Spyker, l’histoire d’un phénix hollandais

En janvier 2021, la marque automobile Spyker déposait son bilan. Notre phœnix disparaissait à nouveau… laissant derrière des modèles extraordinaires et une image liée à tout jamais au film Basic Instinct 2. Ce thriller érotique britannico-germano-hispano-américain fut réalisé par Michael Caton-Jones (1957-….) et sortit en salles en 2006. Dans quelques pays, il reçut des restrictions d’accès en salles : aux Etats-Unis, les adolescents de moins de 17 ans devaient être accompagnés d’un adulte, en France, il fut interdit aux moins de 12 ans, au Royaume-Uni et en Espagne, au moins de 18 ans et en Allemagne, au moins de 16 ans. Pour ce film, il fallait une voiture aussi sulfureuse, sportive et magnifique à la fois… une supercar qui ferait rêver… Le modèle retenu fut la Spyker C8 Laviolette, conduite par Sharon Stone. ABSOLUTELY CARS revient, à l’occasion de son mois du cinéma, sur l’histoire de Spyker.

Le film Basic Instinct 2

Le film Basic Instinct 2 était la suite tardive du premier opus sorti en salles en 1993, réalisé par Paul Verhoeven (1938-….). Dans ce premier film, Catherine Tramell, rôle joué par Sharon Stone (1958-….), une romancière belle, mystérieuse, à succès, est soupçonnée du meurtre de son amant, la rock star Johnny Boz, assassiné à coups de pic à glace dans des circonstances similaires à celles décrites dans l’un de ses romans policiers. L’inspecteur Nick Curran, rôle joué par Michael Douglas (1944-….), mène l’enquête où meurtres et criminels potentiels se multiplient. Pour ce film, Sharon Stone obtint, en 1993, le MTV Movie Award de la meilleure performance féminine et le MTV Movie Award de la femme la plus désirable. Pour le second film, le synopsis est similaire si ce n’est que son partenaire n’est plus un inspecteur, mais le Docteur psychanalyste Michael Glass, rôle joué par David Morrissey (1964-….). La dernière scène pose une question ouverte : qui a perpétué tous les meurtres égrainés dans le film ? Catherine Tramell ou l’inspecteur Roy Washburn, rôle joué par David Thewlis (1963-….), ou le Docteur psychanalyste Michael Glass ?

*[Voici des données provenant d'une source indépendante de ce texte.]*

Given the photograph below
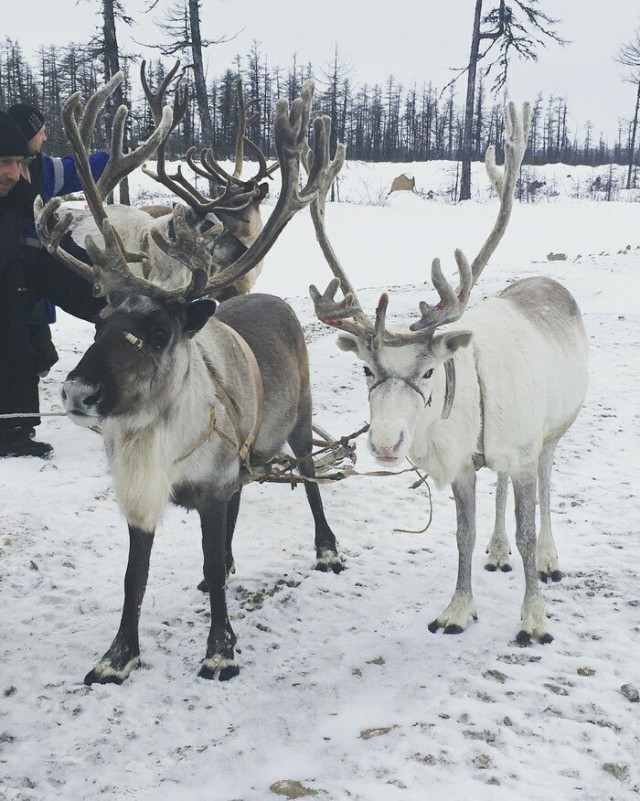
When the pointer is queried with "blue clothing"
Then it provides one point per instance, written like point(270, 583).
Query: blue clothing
point(55, 177)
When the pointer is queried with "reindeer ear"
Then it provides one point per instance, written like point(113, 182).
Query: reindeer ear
point(197, 313)
point(445, 345)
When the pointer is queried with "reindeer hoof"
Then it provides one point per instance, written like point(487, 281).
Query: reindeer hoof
point(229, 672)
point(223, 674)
point(554, 575)
point(329, 563)
point(453, 629)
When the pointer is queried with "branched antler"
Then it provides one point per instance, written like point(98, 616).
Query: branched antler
point(234, 193)
point(347, 314)
point(111, 274)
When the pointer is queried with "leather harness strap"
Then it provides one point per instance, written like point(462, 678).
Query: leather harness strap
point(449, 392)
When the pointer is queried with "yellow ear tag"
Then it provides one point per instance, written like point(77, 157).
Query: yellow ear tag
point(133, 340)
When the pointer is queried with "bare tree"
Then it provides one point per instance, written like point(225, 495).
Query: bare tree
point(517, 26)
point(628, 55)
point(183, 31)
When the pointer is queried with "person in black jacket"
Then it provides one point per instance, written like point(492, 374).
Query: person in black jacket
point(27, 274)
point(31, 122)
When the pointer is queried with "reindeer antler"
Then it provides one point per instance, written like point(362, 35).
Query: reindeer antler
point(111, 273)
point(290, 132)
point(347, 314)
point(235, 194)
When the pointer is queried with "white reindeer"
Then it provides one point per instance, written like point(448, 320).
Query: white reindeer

Pour tourner la première scène du second opus, le constructeur hollandais Spyker mit à disposition quatre voitures, mais seulement deux étaient des vraies automobiles, les deux autres étaient des coquilles vides destinées à être détruites. Le film fut tourné à Londres. Le cabinet du Docteur Glass était situé dans un immeuble en forme de fuseau, Le Gherkin, construit au cœur de la City par l’architecte Norman Foster. Il est implanté dans le même quartier que la cathédrale Saint-Paul. Les images du film sont saisissantes par les contrastes engendrés entre les matériaux traditionnels de la cathédrale et les immeubles environnants aux façades de verre. Elles renvoient inexorablement au coupé Spyker C8 Laviolette conduite par Sharon Stone, mêlant modernité et tradition : carrosserie contemporaine en aluminium et grandes surfaces vitrées, intérieur en cuir matelassé avec tableau de bord en aluminium bouchonné.

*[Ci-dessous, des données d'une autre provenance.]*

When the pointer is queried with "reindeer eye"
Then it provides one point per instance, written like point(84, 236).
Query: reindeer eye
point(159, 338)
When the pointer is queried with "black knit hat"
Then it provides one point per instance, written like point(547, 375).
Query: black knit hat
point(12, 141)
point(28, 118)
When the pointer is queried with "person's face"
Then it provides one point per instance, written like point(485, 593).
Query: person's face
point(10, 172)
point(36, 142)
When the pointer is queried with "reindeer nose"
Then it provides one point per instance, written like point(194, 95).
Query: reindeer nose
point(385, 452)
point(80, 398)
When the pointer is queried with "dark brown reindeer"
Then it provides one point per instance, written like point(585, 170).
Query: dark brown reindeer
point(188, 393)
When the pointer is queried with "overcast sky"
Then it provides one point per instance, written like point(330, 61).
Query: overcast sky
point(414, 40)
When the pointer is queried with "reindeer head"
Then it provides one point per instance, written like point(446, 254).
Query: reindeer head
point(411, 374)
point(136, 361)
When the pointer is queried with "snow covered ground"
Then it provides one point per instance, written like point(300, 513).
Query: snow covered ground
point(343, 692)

Le début de Spyker : les Spyker-Trompenburg

Spyker était une marque extraordinaire. Elle exerça l’activité de constructeur d’automobiles de 1900 à 1926, puis de 2000 à 2013. Entre 1880 et 1903, Spyker se dénomma Spijker. L’entreprise fut fondée à Hilversum en Hollande par les frères Hendrik-Jan Spijker (1855-1907) et Jacobus Spijker (1858-1932). L’entreprise construisit tout d’abord des véhicules hippomobiles et notamment des carrosses dont le plus célèbre était le Golden State Coach livré à la famille royale en 1898. La même année, l’entreprise déménagea à Trompenburg et la réalisation de prototypes débuta. En 1900, commença la vente des automobiles avec la Spijker-Benz 3pk équipée d’un monocylindre Benz de 1054cm³ (110×110) développant 3ch à 700tr/mn accouplé à une boîte à vitesses 3 rapports permettant une vitesse maximale de 25km/h. Elle resta disponible jusqu’en 1902. Elle fut complétée en 1900 par les provisoires Spijker-Benz 5pk (monocylindre Benz développant 5ch à 600tr/mn) et Spijker 5pk (bicylindre à plat American Duplex), en 1902 par l’éphémère Spijker 6pk (bicylindre en ligne maison refroidi par eau). Le succès ne fut pas au rendez-vous. Le 19 mai 1903, l’ingénieur belge Joseph Valentin Laviolette fut embauché pour renouveler la gamme. La Spijker 10/12 équipée d’un bicylindre fut fabriquée en 1903. La Spijker 20/24 munie d’un 4 cylindres fut assemblée de 1903 à 1904. La Spijker 36/50 équipée d’un 6 cylindres de 5073cm³ fut produite en 1903. Elles furent exportées au Royaume-Uni sous la marque Spyker, dénomination qui fut par la suite adoptée.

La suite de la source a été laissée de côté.